Health officials said they decided to give appointments to the oldest residents first because they have a high risk of severe illness or death from COVID-19.
Q. How do I spot a vaccine scam?
A. Scammers may try to take advantage of Illinoisans’ eagerness to get vaccinated by asking them for money or personal information in exchange for early access to the vaccine, authorities say.
The Illinois Attorney General’s Office encourages you to take these steps to protect yourself from vaccine scams:
Do not buy any kind of COVID-19 vaccine or treatment on the internet or from an online pharmacy.

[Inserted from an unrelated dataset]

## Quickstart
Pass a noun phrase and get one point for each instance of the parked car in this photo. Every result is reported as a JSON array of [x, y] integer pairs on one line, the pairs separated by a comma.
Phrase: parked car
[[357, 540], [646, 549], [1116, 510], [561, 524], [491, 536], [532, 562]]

Hang up on any calls, including robocalls, that direct you to take immediate action or provide personally-identifiable information, such as your Social Security number or bank account number.
The Better Business Bureau’s advice is to “be skeptical of anything that seems too good — or crazy — to be true.”
You can report any scams you see to the Illinois Attorney General’s Office online at ccformsubmission.ilattorneygeneral.net or by calling the consumer fraud hotline at 1-800-243-0607.
Q. How much will the vaccination cost me?
A. There is no cost for the vaccine, but providers can charge an administration fee for giving the shot to someone, according to the CDC.
That fee can be reimbursed by private insurance or, for uninsured patients, by the Health Resources and Services Administration’s Provider Relief Fund, CDC states on its website.
Q. What vaccines are available?
A. In December, the FDA authorized two vaccines made by drug companies for emergency use: one from Pfizer and BioNTech and the other from Moderna. It did so because “there are no adequate, approved, available alternatives” and because “the known and potential benefits of the (products) outweigh the known and potential risks,” the federal agency stated in documents for vaccine recipients.
Both of the authorized vaccines require two doses administered three to four weeks apart, depending on the type of vaccine.
Last Thursday, Johnson & Johnson applied for emergency approval for their one shot vaccine, according to the Associated Press.
Q. What are some common side effects of the vaccine?
A. The vaccine side effects that trial participants reported most often were fever, headache and generally feeling unwell, Dr. Ngozi Ezike, director of the Illinois Department of Public Health, said during a press briefing. The Centers for Disease Control and Prevention says these symptoms are signs the immune system is working.
Q. How does that compare to the effects of COVID-19?
A. Some people experience mild illness from COVID-19 or no symptoms at all, but the disease can have potentially serious and life-threatening complications, including pneumonia and acute respiratory distress syndrome, leading to multi-organ failure and death, according to the FDA.
Reporters Kelsey Landis and Lexi Cortes contributed to this article.